Core Concepts
DARL unifies visual perception and generation through autoregressive and denoising diffusion models.
Abstract
1. Abstract:
- DARL uses a decoder-only Transformer for autoregressive image patch prediction.
- Training with Mean Squared Error (MSE) leads to strong representations.
- Diffusion objective with denoising patch decoder enhances image generation ability.
- Tailored noise schedules and longer training improve learned representations.
2. Introduction:
- Large Language Models (LLMs) popular for generative pre-training.
- Vision representation learning and image generation often use separate techniques.
- Autoregressive and denoising diffusion models combined in DARL for unified model.

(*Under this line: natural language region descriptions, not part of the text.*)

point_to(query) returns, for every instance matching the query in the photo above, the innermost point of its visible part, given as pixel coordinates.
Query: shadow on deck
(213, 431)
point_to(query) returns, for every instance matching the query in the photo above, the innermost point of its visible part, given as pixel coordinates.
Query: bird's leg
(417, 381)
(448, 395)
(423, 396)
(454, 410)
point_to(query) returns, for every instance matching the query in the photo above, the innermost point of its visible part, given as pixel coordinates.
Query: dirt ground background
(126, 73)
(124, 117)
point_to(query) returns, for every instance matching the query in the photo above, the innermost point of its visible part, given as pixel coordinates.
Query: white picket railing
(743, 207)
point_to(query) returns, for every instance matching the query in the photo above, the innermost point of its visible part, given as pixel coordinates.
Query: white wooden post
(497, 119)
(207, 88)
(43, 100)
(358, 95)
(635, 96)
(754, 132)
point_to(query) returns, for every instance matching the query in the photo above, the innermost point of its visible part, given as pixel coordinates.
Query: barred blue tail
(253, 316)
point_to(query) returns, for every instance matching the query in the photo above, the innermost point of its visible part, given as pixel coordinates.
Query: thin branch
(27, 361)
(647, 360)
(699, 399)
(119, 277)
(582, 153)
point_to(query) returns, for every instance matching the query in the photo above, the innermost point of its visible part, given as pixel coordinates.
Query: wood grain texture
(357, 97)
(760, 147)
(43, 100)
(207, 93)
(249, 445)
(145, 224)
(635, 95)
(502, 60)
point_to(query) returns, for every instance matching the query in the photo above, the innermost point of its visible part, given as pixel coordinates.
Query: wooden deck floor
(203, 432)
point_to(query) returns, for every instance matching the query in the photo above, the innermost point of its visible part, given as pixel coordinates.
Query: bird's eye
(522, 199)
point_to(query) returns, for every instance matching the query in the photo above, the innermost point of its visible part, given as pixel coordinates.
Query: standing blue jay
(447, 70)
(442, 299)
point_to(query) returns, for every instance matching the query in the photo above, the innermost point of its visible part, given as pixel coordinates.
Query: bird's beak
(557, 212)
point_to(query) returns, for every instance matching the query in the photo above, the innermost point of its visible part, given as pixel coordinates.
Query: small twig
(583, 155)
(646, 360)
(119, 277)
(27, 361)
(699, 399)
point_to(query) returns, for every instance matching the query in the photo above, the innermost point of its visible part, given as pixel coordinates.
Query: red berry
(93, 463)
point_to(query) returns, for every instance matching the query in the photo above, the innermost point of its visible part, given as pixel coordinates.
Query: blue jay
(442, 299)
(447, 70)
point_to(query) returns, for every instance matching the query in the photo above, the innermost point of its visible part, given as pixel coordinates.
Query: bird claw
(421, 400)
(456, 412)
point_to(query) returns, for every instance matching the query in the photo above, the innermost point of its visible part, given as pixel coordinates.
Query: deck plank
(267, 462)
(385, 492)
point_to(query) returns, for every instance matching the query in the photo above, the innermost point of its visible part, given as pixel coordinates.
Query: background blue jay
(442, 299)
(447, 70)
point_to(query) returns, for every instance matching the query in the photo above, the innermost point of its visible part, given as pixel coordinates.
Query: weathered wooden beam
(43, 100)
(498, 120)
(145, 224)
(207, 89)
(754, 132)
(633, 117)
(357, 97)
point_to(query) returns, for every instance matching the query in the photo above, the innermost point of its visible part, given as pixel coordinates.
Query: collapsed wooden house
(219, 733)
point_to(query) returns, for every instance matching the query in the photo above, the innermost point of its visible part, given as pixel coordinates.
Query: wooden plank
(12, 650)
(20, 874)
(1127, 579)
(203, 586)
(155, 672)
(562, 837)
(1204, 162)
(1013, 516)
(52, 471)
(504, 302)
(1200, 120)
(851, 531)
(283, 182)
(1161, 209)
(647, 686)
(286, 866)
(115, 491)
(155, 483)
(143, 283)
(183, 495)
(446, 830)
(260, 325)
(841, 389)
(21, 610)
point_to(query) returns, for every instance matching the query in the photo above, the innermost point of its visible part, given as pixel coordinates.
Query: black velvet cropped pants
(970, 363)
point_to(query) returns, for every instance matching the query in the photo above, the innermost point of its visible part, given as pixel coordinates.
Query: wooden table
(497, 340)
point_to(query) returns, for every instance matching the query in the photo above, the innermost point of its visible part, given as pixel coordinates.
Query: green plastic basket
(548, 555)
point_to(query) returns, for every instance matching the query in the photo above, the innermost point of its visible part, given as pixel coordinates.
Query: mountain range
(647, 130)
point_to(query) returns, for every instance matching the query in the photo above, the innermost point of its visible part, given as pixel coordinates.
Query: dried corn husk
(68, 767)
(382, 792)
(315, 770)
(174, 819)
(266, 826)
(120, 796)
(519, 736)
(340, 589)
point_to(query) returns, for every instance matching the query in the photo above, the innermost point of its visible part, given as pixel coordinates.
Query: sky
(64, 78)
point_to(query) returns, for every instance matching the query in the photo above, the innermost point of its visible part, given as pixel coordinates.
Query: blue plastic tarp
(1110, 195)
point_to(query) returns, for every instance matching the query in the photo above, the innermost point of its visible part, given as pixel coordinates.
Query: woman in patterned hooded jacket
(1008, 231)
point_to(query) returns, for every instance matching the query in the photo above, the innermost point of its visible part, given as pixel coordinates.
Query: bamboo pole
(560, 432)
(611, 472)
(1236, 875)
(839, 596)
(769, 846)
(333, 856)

3. Denoising Autoregressive Representation Learning (DARL):
- Architecture: Vision Transformer backbone with causal attention masking.
- Rotary Positional Embedding for improved performance.
- Diffusion objective for multi-modal belief over patch content.
4. Experiments:
- Fixed patch ordering strategies compared to raster order.
- Random ordering with XLNet architecture shows longer training required.
- DARL achieves comparable performance to state-of-the-art models.
5. Impact Statement:
- Ethical concerns about image generation and dataset bias.
- DARL advances generative pre-training in the vision domain.
Stats
MSE 손실로 훈련하면 강력한 표현을 제공합니다.
모델 성능을 향상시키기 위해 확산 목표를 사용합니다.
모델 성능은 훈련 중 사용된 소음 일정에 의해 결정됩니다.
Quotes
"Despite its simple architecture, DARL delivers performance remarkably close to state-of-the-art masked prediction models."
"Our method significantly advances representation learning with generative pre-training."